Kelli Doss has worked in youth programming since 1994. While working as a law Clerk for Hennepin County District Court, she made the decision to leave the field of law and focus her talents on working with disenfranchised youth and families. Her past employment with the Children's Defense Fund-MN and the Harlem Community Justice Center have afforded her the opportunity to create, implement, and manage community-based projects, as well as to create curricula and build community partnerships. Kelli has also been a special consultant with the International Leadership Institute, a non profit organization that addresses international human rights issues and legal reform, since it's inception in 1998. Kelli is currently employed with Youth Frontiers, Inc. in the capacity of the Manager of Urban and Make A Stand Products. Her responsibilities include the daily coordination and continued expansion of youth programming that focuses on youth leadership and cultural competency.
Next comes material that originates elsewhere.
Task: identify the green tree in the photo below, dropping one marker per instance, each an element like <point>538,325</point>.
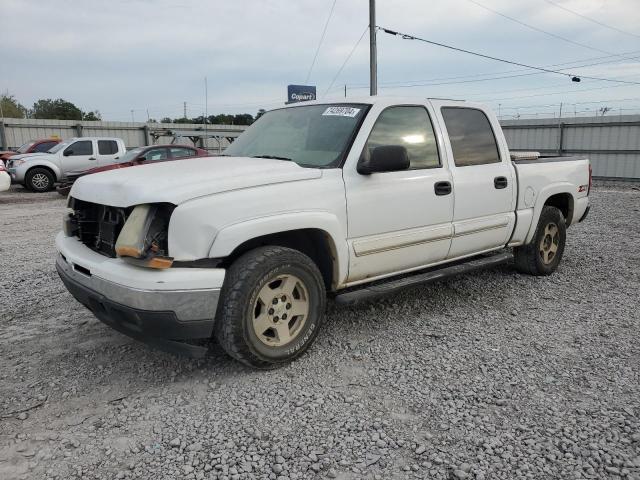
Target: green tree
<point>56,109</point>
<point>10,107</point>
<point>92,116</point>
Felisa Tibbitts is director and co-founder of Human Rights Education Associates (HREA), an international non-governmental organisation dedicated to education and learning about human rights (http://www.hrea.org). In the first half of the 1990s, she worked with Ministries of Education and human rights NGOs in developing new human rights curricula in the post-totalitarian societies of Central and Eastern Europe. Ms. Tibbitts has helped to support local capacity building through national programs in Romania, Albania, Estonia, Ukraine, Croatia, Morocco, and China. Ms. Tibbitts has also developed several practical manuals related to program development and evaluation which can be found on the HREA website. Ms. Tibbitts was trained in educational research, planning, and policy through Master’s programs at Harvard’s Kennedy School of Government and the Harvard Graduate School of Education, where she is currently a doctoral candidate. Ms. Tibbitts is active in training, writing, and policy development in the human rights education field. Through her organization HREA, NGOs, governmental and inter--governmental organizations are supported in all regions.